# Navarre pier



## Caleb 850 (Mar 23, 2016)

Got out to Navarre pier today around 12:30. The wind was KILLER, forecast said 15 mph but there were just around 25. Water was dirty at the sand bar but farther out it was a little better. I could barely even keep my gotcha or my nearly 2 ounce pompano jig in the water. Ya I know thats a little big for a pompano jig but i had to get it to stay in the water. Only thing i saw caught was 2 catfish some broke of a cobia or a shark don't know what it was exactly, Maybe a stingray. Report in the place where you pay said sheepshead,baitfish,kings,spanish,and sharks but I saw no such thing. Might try to get out tomorrow but maybe not. For now tight lines everybody. Oh, and if any body has any tips on the bubble rig please let me know.


----------



## comparin (Mar 15, 2008)

Yea, that's interesting. I went out yesterday and guy taking money told me they "slaughtered " the Spanish the day you were there. I keep hearing these stories about killing the Spanish , but been out there 4 times this year and have seen 5 Spanish , 3 sheepshead and one catfish, TOTAL.


----------



## welldoya (Oct 5, 2007)

My uncle used to own a boat rental/bait shop. I never heard him give a bad fishing report to people that called in.


----------



## bdyboarder86 (Apr 25, 2013)

Of course they don't want to tell you no one is catching anything then you wouldn't come.


----------



## Capt. Curt (May 29, 2014)

Maybe he said "slaughtered 'a' spanish".  I'm actually starting to question a lot of fishing reports around here.


----------



## welldoya (Oct 5, 2007)

Capt. Curt said:


> Maybe he said "slaughtered 'a' spanish".  I'm actually starting to question a lot of fishing reports around here.

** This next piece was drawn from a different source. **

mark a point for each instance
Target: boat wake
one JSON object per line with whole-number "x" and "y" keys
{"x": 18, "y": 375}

Me too. I'm thinking one of the members has a couple of whole frozen redfish and pompano in his freezer and rents them out to members that want to post glowing fishing reports complete with pictures.
I've noticed that a lot of these reds and pomps sure do look alike.


----------



## BeachinSharks (Jan 15, 2016)

I was out there towards the end of march for 2-3 days and we pulled close to 85 spanish total, so you just gotta be out at the right time, rain slowed things down, but he wasnt lying. When we went out there was atleast 2-3 ppl hooked up when the spanish were in at all times


----------



## Get Reel Get fish Gavin (Jan 3, 2015)

The Spanish are there sunrise and sunset these fish are in schools you never know when they come through they base that off what ppl are catching I saw pomps cobia and sheeps head redfish caught so you never know what day


----------